– Ты сразу отца к себе заберешь? – спросила Тетка, глядя на сидевшего на крыльце старика.
Тогда я не очень-то уразумел, что она хотела этим сказать. Если небо и в самом деле вело, как хотел того священник, ожесточенную борьбу за ее черствую душу, должно быть, именно в этот момент она с особенной ясностью подумала о приближающейся смерти. А может, даже сумела определить время ее прихода. Я соскочил с брички и, ведя бачевскую барыню к дверям ее восстановленной усадебки, ожидал, что сейчас она скажет мне, как быть дальше и раскроет смысл странного вопроса о будущем моего, уже много лет живущего здесь, отца. Но когда я объявил, что намерен уехать отсюда, так как не вижу, чем могу быть еще полезен, Тетка спокойно выслушала меня и, не обратив внимания на тревогу, которая слышалась в моих словах, сказала:
– Так тому и быть. Это хорошо. К каждому приходит его время…
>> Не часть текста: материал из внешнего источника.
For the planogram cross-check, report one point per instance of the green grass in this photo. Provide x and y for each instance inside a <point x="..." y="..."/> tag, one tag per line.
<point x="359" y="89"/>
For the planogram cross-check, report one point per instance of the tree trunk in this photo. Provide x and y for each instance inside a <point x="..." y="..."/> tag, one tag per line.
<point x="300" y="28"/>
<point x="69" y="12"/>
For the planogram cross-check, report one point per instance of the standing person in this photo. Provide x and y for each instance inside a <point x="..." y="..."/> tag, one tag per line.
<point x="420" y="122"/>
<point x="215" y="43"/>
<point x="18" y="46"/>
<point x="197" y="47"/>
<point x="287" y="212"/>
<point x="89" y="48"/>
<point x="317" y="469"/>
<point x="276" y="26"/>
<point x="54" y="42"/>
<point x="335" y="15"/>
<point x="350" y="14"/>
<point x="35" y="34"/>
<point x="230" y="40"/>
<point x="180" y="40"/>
И, словно припомнив что-то необычайно важное, показала рукой на недавно восстановленные, но уже облупившиеся от дождя аркады, провела ладонью по начинающим рассыхаться деревянным, выкрашенным масляной краской колонкам и вздохнула:
– Боже мой, какое это все старое. Незачем и восстанавливать.
И я уехал, предоставив Тетку с ее усадьбой воле более сильной, чем моя, – воле божьей. На станции, всматриваясь в клубы темно-бурого дыма над товарным составом, я на минуту подумал: «Теперь она, пожалуй, наверняка спалит усадьбу, ведь больше так жить невозможно, чего ради вся эта борьба за землю…»
Но мысли эти скорей были вызваны крайним переутомлением. Я по горло был сыт Бачевом. И, конечно же, не подозревал, что это предпоследний мой визит сюда и что я снова приеду в Бачев послезавтра, чтобы прочитать страничку, на которой бачевская барыня слабеющей рукой своей написала то же самое, что пыталась разъяснить мне накануне, глядя на проглядывающую из-под свежей краски и штукатурки неотвратимую дряхлость восстановленной усадьбы.